Before the ground war became a reality, several scholars said they were reluctant to support the push for military action. Some said they feared the liberation of Kuwait would mean high casualities. The media and the military depicted the Iraqi military machine as a formidable foe--something it was not, they now say.

"We were led to believe there would be high casualties," says Albert Carnesale, Littauer professor of public policy and administration.

"Everyone was afraid of troop casualties," says Kurt M. Campbell, associate professor of public policy at the Kennedy School. "It is now clear that there were very few casualties." Campbell recently returned to Harvard after a two year stint as special assistant to the National Security Council.

Campbell says that past experience in desert warfare supported the belief that a ground war must necessarily cost many American lives.

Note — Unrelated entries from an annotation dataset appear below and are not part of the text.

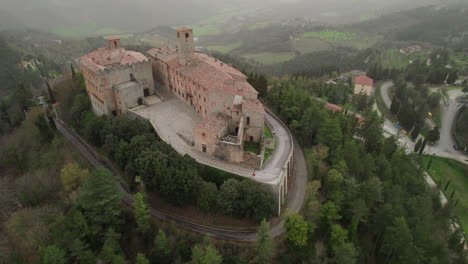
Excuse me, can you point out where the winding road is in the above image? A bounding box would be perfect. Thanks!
[55,112,308,242]
[380,81,468,164]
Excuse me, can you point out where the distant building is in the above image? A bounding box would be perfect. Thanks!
[400,45,422,55]
[148,27,265,167]
[354,75,374,96]
[80,37,154,115]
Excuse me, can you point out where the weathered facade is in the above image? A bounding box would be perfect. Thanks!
[80,37,154,115]
[148,28,265,166]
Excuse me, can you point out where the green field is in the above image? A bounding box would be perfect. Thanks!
[422,155,468,232]
[333,36,383,50]
[243,52,295,64]
[304,31,359,41]
[451,53,468,72]
[188,25,222,37]
[291,38,331,53]
[206,41,242,53]
[247,22,272,30]
[320,12,340,17]
[185,8,258,37]
[52,22,98,38]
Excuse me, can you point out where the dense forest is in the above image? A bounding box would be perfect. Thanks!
[0,2,468,264]
[267,75,466,263]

Other professors say, however, that diplomatic steps could still have been used to avoid the possibility of a ground war. While the Soviet peace plan was not acceptable, President Bush should have allowed more time for diplomatic manueverings, they say.

"They did not give adequate chance for the diplomatic process," says Herbert C. Kelman, Cabot professor of social ethics. "They did not take the Soviet effort seriously. They did not give it a chance to play itself out."

Two Objectives

Bush's decision to reject the Soviet peace plan had two objectives, scholars say. Not only did the U.S. want to reduce Hussein's arsenal, but the Administration wanted to leave the Iraqi leader little room to claim any sort of victory--military, moral or otherwise. Arabs would then have little reason to regard him as a hero, experts say.

Says Haggard, "They are allowing him no opportunity for claiming victory. There is no interest on the part of the Administration. Whether it is a smart move remains to be seen. They have as two possible models Versailles and Japan."

In Versailles, the Germans were humiliated and forced to pay reparations. The ultimate result, most scholars agree, was World War II. But Japan, after its defeat in World War II, has become a close ally of the United States.

But the acceptance of the Soviets' peace plan, many scholars now say, would have left a devious Saddam Hussein too much room to maneuver, both diplomatically and militarily.

"After all, Saddam Hussein has a reputation for deception. If we had gone along and given him three weeks, it is plausible he would change his mind and set other conditions," says Nye.

...By the middle of the week, international relations experts were left to reconcile their theories with actual events.